Dziesięć lat minęło od czasu gdy Perseusz (Sam Worthington) - syn boga Zeusa (Liam Neeson), pokonał potwornego Krakena. Dziś wojownik wiedzie spokojne życie rybaka i samotnie wychowuje 10-letniego synka Heliusa (John Bell).

Niestety, ten spokój nie będzie trwał wiecznie. Rozpoczęta przed dekadą wojna pomiędzy bogami i tytanami wciąż trwa, a brak wiary ludzi w bogów sprawia, że mieszkańcy Olimpu stają się coraz słabsi. Wraz z nimi słabną też mury potężnego więzienia w Tartarze - najmroczniejszej i najniżej położonej krainy w Hadesie - w którym zamknięty jest najpotężniejszy z tytanów - Kronos - ojciec Zeusa, Hadesa (Ralph Fiennes) i Posejdona (Danny Huston).

Reklama

Kiedy Hades oraz syn Zeusa, bóg Ares (Edgar Ramírez) zawierają pakt z Kronosem i występują przeciwko Zeusowi, Perseusz musi ponownie chwycić miecz w dłoń. Z pomocą wojowniczej królowej Andromedy (Rosamund Pike), syna Posejdona - półbóga Agenora (Toby Kebbell) oraz upadłego boga Hefajstosa (Bill Nighy) - pogromca Krakena wyrusza na niebezpieczną wyprawę w głąb podziemi, aby uratować Zeusa, obalić tytanów i ocalić ludzkość.

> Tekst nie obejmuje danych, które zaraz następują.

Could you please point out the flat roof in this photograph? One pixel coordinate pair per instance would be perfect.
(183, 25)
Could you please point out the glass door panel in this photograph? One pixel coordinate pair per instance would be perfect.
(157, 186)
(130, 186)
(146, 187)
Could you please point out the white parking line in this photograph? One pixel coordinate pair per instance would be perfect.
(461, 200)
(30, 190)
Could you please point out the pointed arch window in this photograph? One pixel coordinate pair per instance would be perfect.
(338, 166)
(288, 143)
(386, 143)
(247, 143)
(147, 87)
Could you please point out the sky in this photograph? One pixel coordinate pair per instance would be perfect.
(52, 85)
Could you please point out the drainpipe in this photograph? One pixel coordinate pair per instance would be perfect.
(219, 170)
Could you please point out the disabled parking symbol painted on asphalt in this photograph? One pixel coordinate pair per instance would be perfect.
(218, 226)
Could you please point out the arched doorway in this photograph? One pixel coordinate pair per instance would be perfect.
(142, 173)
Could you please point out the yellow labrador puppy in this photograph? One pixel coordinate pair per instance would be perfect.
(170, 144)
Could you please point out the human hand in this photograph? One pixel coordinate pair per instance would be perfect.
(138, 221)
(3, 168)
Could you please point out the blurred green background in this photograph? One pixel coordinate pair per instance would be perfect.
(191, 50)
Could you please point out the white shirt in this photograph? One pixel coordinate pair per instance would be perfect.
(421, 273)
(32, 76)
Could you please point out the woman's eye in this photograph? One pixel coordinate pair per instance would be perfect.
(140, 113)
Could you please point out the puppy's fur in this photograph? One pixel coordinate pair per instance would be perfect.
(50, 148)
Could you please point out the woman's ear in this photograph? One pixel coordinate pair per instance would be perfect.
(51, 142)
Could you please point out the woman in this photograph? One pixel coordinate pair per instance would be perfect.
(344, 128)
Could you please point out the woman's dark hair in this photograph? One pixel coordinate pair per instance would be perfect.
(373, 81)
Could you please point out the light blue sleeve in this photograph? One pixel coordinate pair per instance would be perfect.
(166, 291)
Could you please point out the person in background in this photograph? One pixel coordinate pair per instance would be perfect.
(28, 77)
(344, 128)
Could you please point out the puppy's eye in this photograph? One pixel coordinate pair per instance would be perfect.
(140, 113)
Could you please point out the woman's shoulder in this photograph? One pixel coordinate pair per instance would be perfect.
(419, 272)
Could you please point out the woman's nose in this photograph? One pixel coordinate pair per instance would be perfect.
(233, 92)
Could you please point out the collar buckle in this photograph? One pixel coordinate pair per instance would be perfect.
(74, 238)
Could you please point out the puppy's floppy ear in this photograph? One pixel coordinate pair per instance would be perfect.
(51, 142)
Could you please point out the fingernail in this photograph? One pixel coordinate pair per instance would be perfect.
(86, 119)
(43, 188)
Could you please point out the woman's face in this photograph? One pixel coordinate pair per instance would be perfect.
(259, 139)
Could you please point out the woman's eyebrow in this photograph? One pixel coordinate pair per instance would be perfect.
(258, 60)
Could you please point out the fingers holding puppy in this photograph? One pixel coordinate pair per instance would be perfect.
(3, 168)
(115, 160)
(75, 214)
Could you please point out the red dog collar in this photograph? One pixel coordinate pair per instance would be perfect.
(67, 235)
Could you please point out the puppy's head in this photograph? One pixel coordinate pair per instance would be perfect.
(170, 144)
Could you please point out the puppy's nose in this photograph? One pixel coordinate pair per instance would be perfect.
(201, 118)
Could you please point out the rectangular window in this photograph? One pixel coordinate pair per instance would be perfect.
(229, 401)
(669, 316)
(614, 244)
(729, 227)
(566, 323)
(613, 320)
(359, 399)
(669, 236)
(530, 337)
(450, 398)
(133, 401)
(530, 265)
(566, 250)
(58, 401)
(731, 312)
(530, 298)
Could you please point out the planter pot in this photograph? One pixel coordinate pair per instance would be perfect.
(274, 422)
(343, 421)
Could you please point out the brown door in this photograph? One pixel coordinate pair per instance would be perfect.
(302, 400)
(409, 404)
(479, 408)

Przeczytaj recenzję filmu "Gniew tytanów" na stronach INTERIA.PL!

- To niesamowita przygoda, która prowadzi Perseusza w miejsca, jakich żaden śmiertelnik jeszcze nie widział, i zmusza go do zmierzenia się z wrogami, z jakimi nie przyszło walczyć żadnemu człowiekowi - mówi o filmie "Gniew tytanów" jego reżyser Jonathan Liebesman.

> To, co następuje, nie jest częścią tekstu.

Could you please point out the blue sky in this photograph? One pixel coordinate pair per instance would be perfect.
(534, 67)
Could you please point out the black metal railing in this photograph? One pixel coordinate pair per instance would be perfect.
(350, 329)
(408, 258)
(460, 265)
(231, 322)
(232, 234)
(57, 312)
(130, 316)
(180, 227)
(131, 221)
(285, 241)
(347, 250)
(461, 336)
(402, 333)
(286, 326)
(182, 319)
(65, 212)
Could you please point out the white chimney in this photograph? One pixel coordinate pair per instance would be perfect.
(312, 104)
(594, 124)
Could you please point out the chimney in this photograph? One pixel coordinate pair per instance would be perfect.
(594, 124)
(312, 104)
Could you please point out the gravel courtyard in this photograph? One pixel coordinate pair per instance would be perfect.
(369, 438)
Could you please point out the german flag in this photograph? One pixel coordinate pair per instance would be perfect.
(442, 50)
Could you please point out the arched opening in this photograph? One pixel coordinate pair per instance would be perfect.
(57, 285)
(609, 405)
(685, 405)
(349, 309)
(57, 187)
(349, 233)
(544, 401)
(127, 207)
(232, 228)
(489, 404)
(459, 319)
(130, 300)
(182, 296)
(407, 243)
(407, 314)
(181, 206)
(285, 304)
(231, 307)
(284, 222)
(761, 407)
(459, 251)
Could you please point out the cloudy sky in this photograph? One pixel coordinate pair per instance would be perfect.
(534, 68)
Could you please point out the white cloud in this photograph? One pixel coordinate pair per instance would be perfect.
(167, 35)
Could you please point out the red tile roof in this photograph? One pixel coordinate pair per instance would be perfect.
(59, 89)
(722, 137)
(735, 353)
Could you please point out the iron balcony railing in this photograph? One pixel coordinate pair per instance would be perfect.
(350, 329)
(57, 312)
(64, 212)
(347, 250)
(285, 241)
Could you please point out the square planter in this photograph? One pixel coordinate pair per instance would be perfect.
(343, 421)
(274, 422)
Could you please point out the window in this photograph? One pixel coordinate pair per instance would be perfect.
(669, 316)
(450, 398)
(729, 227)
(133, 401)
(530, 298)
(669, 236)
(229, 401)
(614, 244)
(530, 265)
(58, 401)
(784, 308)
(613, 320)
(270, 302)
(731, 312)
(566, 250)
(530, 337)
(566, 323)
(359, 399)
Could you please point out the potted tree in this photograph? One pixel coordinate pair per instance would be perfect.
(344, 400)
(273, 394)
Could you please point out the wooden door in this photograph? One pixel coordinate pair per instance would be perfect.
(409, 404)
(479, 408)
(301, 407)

- Grecka mitologia jest ponadczasowa, ponieważ opiera się na klasycznych archetypach, elementach tragicznych, komicznych, zdradzie i zemście. Znajdziemy w niej wszystko, a w dodatku stanowi ona część naszej wspólnej kultury. Każdy wie, kim byli Zeus, Hades i czym jest Podziemie - dodaje Liebesman.

- Jonathan i scenarzyści chcieli wysunąć na pierwszy plan trudne relacje między Zeusem a jego synami, Perseuszem i Aresem, oraz jego złożone przejścia z Hadesem oraz ich własnym ojcem, Kronosem. Bardzo mi się to podobało, ten realizm fantastycznego świata, bardzo ludzkie emocje, które stoją za opowieścią rozgrywającą się w sferze baśni - wyjaśnia odtwarzający rolę Zeusa aktor Liam Neeson.

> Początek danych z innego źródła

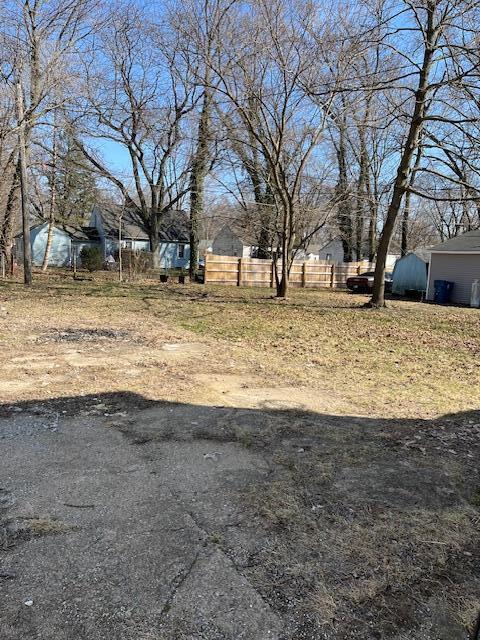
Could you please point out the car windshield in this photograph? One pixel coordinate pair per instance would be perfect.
(370, 274)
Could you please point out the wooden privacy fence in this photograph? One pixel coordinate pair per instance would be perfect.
(254, 272)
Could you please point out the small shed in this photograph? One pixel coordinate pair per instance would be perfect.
(456, 260)
(411, 272)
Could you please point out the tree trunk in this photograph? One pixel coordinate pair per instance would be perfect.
(7, 226)
(402, 180)
(344, 213)
(361, 194)
(197, 180)
(27, 250)
(407, 207)
(53, 193)
(287, 241)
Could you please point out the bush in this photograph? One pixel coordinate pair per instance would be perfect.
(91, 258)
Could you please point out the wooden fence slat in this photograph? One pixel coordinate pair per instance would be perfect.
(257, 272)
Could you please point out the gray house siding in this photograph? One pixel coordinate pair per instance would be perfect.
(227, 243)
(333, 251)
(170, 255)
(460, 268)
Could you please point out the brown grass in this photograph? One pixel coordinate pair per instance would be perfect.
(411, 359)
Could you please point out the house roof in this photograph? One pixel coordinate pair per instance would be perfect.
(468, 242)
(422, 252)
(81, 234)
(174, 226)
(132, 226)
(243, 235)
(76, 232)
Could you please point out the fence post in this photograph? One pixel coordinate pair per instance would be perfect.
(304, 274)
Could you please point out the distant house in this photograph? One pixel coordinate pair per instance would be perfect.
(174, 247)
(67, 240)
(331, 252)
(456, 260)
(411, 272)
(103, 232)
(232, 242)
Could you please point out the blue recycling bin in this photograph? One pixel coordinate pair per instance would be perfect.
(442, 291)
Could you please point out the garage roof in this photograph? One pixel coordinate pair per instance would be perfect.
(468, 242)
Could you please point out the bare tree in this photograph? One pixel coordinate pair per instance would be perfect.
(139, 94)
(263, 71)
(42, 39)
(440, 54)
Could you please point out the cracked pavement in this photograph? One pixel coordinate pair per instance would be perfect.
(136, 555)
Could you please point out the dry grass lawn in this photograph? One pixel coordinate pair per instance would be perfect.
(238, 346)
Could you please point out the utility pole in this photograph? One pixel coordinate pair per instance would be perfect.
(27, 250)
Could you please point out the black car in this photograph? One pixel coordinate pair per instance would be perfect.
(363, 283)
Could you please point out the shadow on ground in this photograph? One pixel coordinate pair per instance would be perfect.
(131, 519)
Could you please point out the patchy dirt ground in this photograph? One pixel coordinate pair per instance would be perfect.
(182, 463)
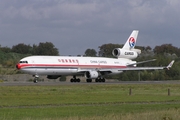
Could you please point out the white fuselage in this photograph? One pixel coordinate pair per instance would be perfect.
(67, 65)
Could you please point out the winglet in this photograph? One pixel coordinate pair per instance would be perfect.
(170, 65)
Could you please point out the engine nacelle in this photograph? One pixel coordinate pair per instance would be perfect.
(122, 53)
(53, 76)
(91, 74)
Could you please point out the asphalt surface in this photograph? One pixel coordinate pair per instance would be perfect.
(52, 83)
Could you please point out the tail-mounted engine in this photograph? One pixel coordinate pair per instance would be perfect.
(123, 53)
(91, 74)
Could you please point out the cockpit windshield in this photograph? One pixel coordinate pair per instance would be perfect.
(23, 62)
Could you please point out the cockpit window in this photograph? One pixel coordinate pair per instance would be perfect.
(23, 62)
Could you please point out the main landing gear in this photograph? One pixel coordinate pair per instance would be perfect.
(35, 78)
(99, 79)
(74, 79)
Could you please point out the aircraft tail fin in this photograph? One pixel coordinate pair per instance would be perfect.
(131, 41)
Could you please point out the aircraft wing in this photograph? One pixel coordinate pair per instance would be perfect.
(138, 68)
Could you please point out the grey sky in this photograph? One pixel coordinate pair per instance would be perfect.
(75, 25)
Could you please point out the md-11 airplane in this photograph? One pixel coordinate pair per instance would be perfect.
(90, 67)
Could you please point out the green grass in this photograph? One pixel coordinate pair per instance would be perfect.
(89, 102)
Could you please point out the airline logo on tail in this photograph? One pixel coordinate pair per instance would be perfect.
(132, 42)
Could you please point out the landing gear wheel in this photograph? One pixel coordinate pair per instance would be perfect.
(88, 80)
(35, 80)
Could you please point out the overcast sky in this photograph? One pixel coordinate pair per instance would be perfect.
(76, 25)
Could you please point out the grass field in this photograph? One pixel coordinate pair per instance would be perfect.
(94, 102)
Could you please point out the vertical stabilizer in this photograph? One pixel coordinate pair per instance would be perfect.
(131, 41)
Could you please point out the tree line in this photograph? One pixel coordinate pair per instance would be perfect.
(163, 55)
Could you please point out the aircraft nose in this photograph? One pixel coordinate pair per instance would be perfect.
(18, 66)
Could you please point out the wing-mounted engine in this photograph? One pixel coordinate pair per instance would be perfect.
(123, 53)
(91, 74)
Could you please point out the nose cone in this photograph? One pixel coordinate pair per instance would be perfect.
(18, 66)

Podobnie jak w "Starciu tytanów" również i tym razem Perseuszowi na drodze do zwycięstwa staną mityczne bestie i potwory, z którymi walki są jednymi z najbardziej widowiskowych jakie mogliśmy ostatnio zobaczyć w kinie. Grecki heros walczy m.in. z wielogłową Chimerą, jednookimi cyklopami, armią wojowników Makhai o podwójnych ciałach oraz potężnym Minotaurem. - W filmie z pewnością nie brakuje różnorodnej akcji - mówi odpowiedzialny za efekty specjalne Nick Davis.

Potwory, z którymi przyszło się zmierzyć Perseuszowi powstały głównie dzięki wykorzystaniu grafiki komputerowej, którą jednak - dla większej wiarygodności - połączono z ujęciami zrealizowanymi bez efektów. - Aby widzowie nie wiedzieli, co było prawdziwe, a co powstało z wykorzystaniem grafiki komputerowej, lepiej jest stosować zarówno elementy komputerowe, jak i autentyczne. Dzięki temu efekt jest bardziej jednolity. Dlatego zniszczenia dokonane przez Chimerę najpierw wykonano na planie, a potem zespół zajmujący się efektami wizualnymi poprawił ostateczny efekt - wyjaśnia Neil Corbould, kierownik ds. efektów specjalnych.

W związku z wykorzystaniem tak wielu efektów specjalnych Sam Worthington najczęściej musiał przed kamerami udawać, że walczy z przeciwnikami, których w rzeczywistości na planie nie było. Po udziale w kilku realizowanych w podobny sposób superprodukcjach stał się jednak - jak sam o sobie mówi - mistrzem walki z zielonym ekranem.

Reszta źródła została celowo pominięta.